Published: 22 August 2017
Author: RCT Abuse Law team
The case for removing 'seal of confession' for child sexual abuse
Last week, the Royal Commission into Institutional Responses to Child Sexual Abuse (‘the Royal Commission’) made a recommendation, that the “seal of the confessional” within the Catholic Church no longer receive legal privilege where the matter confessed is related to the sexual abuse of a child.
The Royal Commission’s recommendation proposes to extend the same mandatory reporting of child sexual abuse requirements to clergy that now cover professionals who deal with children, such as doctors, psychologists and psychiatrists, youth workers, and so on.
There is no doubt the recommendation has the potential to polarise.
What the Commission said
According to the Commission’s report: there should be “no excuse, protection nor privilege”for priests who fail to alert police because the information was received in confession.”
“We are satisfied that confession is a forum where Catholic children have disclosed their sexual abuse and where clergy have disclosed their abusive behaviour in order to deal with their own guilt,” the report said.
The report went on to say that the Commission had heard of cases in religious settings where perpetrators who made a religious confession went on to re-offend.
The report says: “there should also be ‘no excuse, protection nor privilege’ for priests who fail to alert police because the information was received in confession.”
Understandably, the recommendation has provoked an uproar, with the Archbishop of Melbourne, Denis Hart, declaring that he would be prepared to go to jail rather than break his vows to keep confessions confidential.
Another prominent priest, Fr. Frank Brennan told the ABC that: "The question for me would be whether or not such a law, in enacted, would actually protect children?"
He argued whether removing the seal of confessional would make it any more likely that someone would come forward to confess child sexual abuse? If the entitlement to anonymity was removed, it would be “almost inconceivable” that anyone who had offended would confess anything, he said.
"Take away the seal and you will take away the one slim, slim possibility that maybe someone may present and confess."

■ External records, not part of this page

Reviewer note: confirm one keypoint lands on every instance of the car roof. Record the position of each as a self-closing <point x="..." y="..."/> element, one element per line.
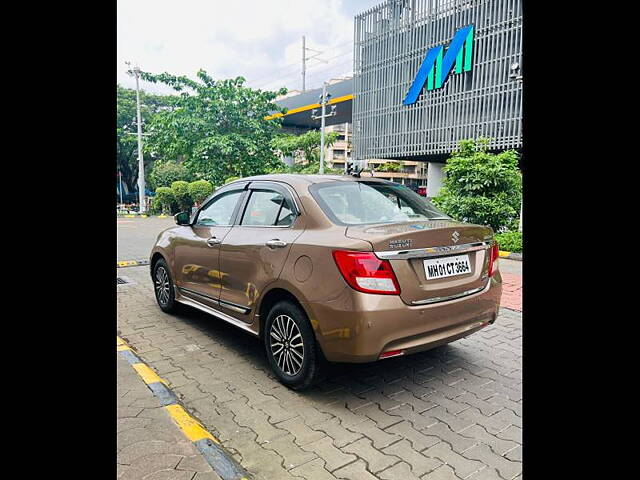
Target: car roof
<point x="300" y="179"/>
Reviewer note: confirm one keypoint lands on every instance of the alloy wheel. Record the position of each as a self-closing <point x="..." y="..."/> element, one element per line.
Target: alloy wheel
<point x="286" y="344"/>
<point x="162" y="285"/>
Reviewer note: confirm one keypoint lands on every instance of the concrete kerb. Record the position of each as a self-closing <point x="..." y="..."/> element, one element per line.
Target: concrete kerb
<point x="212" y="451"/>
<point x="511" y="255"/>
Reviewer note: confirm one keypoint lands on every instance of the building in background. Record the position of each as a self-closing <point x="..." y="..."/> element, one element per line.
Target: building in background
<point x="410" y="173"/>
<point x="404" y="46"/>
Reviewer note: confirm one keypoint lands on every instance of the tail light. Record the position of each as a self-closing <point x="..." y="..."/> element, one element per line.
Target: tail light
<point x="366" y="273"/>
<point x="493" y="258"/>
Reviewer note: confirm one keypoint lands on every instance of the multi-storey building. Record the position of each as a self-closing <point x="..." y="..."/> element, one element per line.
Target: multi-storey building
<point x="410" y="173"/>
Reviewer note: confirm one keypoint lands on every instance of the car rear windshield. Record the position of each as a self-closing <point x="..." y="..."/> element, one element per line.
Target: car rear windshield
<point x="358" y="203"/>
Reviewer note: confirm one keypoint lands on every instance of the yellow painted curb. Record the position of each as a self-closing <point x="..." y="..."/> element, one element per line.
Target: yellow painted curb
<point x="148" y="375"/>
<point x="126" y="263"/>
<point x="189" y="426"/>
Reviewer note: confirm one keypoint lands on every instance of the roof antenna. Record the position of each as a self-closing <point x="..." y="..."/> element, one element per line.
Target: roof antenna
<point x="354" y="170"/>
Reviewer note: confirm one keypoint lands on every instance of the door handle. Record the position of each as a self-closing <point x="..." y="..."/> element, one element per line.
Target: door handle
<point x="213" y="241"/>
<point x="276" y="243"/>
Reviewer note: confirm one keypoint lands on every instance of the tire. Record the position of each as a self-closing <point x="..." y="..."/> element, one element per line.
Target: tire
<point x="163" y="287"/>
<point x="297" y="363"/>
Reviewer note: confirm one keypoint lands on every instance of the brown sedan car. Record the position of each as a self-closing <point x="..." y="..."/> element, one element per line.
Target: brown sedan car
<point x="337" y="268"/>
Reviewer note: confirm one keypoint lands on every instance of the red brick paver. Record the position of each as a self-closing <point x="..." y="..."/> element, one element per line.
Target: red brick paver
<point x="511" y="291"/>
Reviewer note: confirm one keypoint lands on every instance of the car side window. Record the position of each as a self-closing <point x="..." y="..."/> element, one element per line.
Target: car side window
<point x="220" y="211"/>
<point x="268" y="208"/>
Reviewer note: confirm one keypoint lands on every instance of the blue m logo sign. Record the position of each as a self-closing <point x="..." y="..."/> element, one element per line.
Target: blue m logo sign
<point x="437" y="65"/>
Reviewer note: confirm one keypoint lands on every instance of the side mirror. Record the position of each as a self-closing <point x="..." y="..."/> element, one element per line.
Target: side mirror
<point x="182" y="218"/>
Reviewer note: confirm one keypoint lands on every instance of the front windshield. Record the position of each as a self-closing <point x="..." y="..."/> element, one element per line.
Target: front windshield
<point x="357" y="203"/>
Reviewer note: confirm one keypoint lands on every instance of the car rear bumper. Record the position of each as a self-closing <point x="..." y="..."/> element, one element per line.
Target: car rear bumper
<point x="358" y="327"/>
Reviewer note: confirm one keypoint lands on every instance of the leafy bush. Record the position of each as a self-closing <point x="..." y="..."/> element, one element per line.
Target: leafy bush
<point x="510" y="241"/>
<point x="389" y="167"/>
<point x="165" y="199"/>
<point x="482" y="187"/>
<point x="163" y="174"/>
<point x="199" y="190"/>
<point x="180" y="190"/>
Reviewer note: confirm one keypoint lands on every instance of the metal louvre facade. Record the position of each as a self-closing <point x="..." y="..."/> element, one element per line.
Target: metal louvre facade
<point x="391" y="41"/>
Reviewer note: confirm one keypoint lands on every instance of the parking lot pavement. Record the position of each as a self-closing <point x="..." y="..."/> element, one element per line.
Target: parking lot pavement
<point x="149" y="444"/>
<point x="136" y="236"/>
<point x="451" y="413"/>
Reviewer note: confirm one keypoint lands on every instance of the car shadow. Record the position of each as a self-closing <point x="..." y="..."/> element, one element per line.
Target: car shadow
<point x="352" y="377"/>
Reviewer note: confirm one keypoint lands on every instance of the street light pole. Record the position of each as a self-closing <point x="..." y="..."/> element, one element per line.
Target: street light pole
<point x="141" y="183"/>
<point x="324" y="109"/>
<point x="324" y="98"/>
<point x="120" y="178"/>
<point x="304" y="62"/>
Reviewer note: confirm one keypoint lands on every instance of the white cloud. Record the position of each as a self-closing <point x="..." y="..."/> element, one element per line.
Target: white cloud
<point x="258" y="39"/>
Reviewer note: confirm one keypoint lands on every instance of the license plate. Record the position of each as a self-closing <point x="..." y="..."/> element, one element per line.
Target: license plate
<point x="446" y="267"/>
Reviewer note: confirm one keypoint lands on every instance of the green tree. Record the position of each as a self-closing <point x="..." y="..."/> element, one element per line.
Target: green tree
<point x="180" y="191"/>
<point x="217" y="127"/>
<point x="199" y="190"/>
<point x="127" y="141"/>
<point x="164" y="173"/>
<point x="166" y="199"/>
<point x="482" y="187"/>
<point x="390" y="167"/>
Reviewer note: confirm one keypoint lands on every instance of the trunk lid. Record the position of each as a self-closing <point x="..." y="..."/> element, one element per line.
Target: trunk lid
<point x="406" y="245"/>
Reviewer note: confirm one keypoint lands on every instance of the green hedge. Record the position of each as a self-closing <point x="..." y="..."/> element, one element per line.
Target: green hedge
<point x="199" y="190"/>
<point x="510" y="241"/>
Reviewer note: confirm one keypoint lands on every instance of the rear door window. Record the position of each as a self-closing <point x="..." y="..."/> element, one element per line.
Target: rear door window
<point x="220" y="211"/>
<point x="267" y="208"/>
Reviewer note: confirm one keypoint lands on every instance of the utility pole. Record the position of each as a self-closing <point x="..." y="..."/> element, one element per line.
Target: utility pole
<point x="305" y="58"/>
<point x="324" y="99"/>
<point x="120" y="178"/>
<point x="346" y="147"/>
<point x="304" y="62"/>
<point x="141" y="183"/>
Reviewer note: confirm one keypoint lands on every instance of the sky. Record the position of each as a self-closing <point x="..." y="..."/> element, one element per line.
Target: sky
<point x="260" y="40"/>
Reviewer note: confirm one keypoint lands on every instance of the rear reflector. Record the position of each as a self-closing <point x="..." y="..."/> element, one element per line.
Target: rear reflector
<point x="494" y="254"/>
<point x="392" y="353"/>
<point x="365" y="272"/>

The case for removal of special treatment
While it is important to recognise and respect the long standing traditions and importance of the confessional within the Catholic Church it is important also to consider the problem with the confidentiality of the confessional. That is, that it provides perpetrators with a forum in which ‘absolve’ themselves of the sin, without being held to account under the criminal laws that exist.
As the Commission also noted, it was not uncommon for predatory priests to confess in private, but then go on and continue to re-offend. It the offence had been reported by a priest, the offender would have been prosecuted and therefore have greatly lessened the possibly of reoffending.
Perhaps the most important consideration is that the existing legal situation puts the Catholic Church’s cannon law above Australian civil law. It allows a privilege to the Catholic faith that is not afforded to any other religions.
Allowing a subsection of society (the Catholic Church) to create its own laws sets a dangerous precedent.
The arguments made by senior figure heads of the church that laws such as these are not easily policed are valid. However, the laws would require clergy to make an active decision to break the law and the failure by a priest to disclose a child sexual offence may still be revealed in the course of an eventual prosecution of the offender, or indeed the disclosure of the abuse by the survivor.
Enacting a law of this nature would be a declaration that we place the protection of children against sexual abuse above the claims to privilege of any group in society, including religious groups.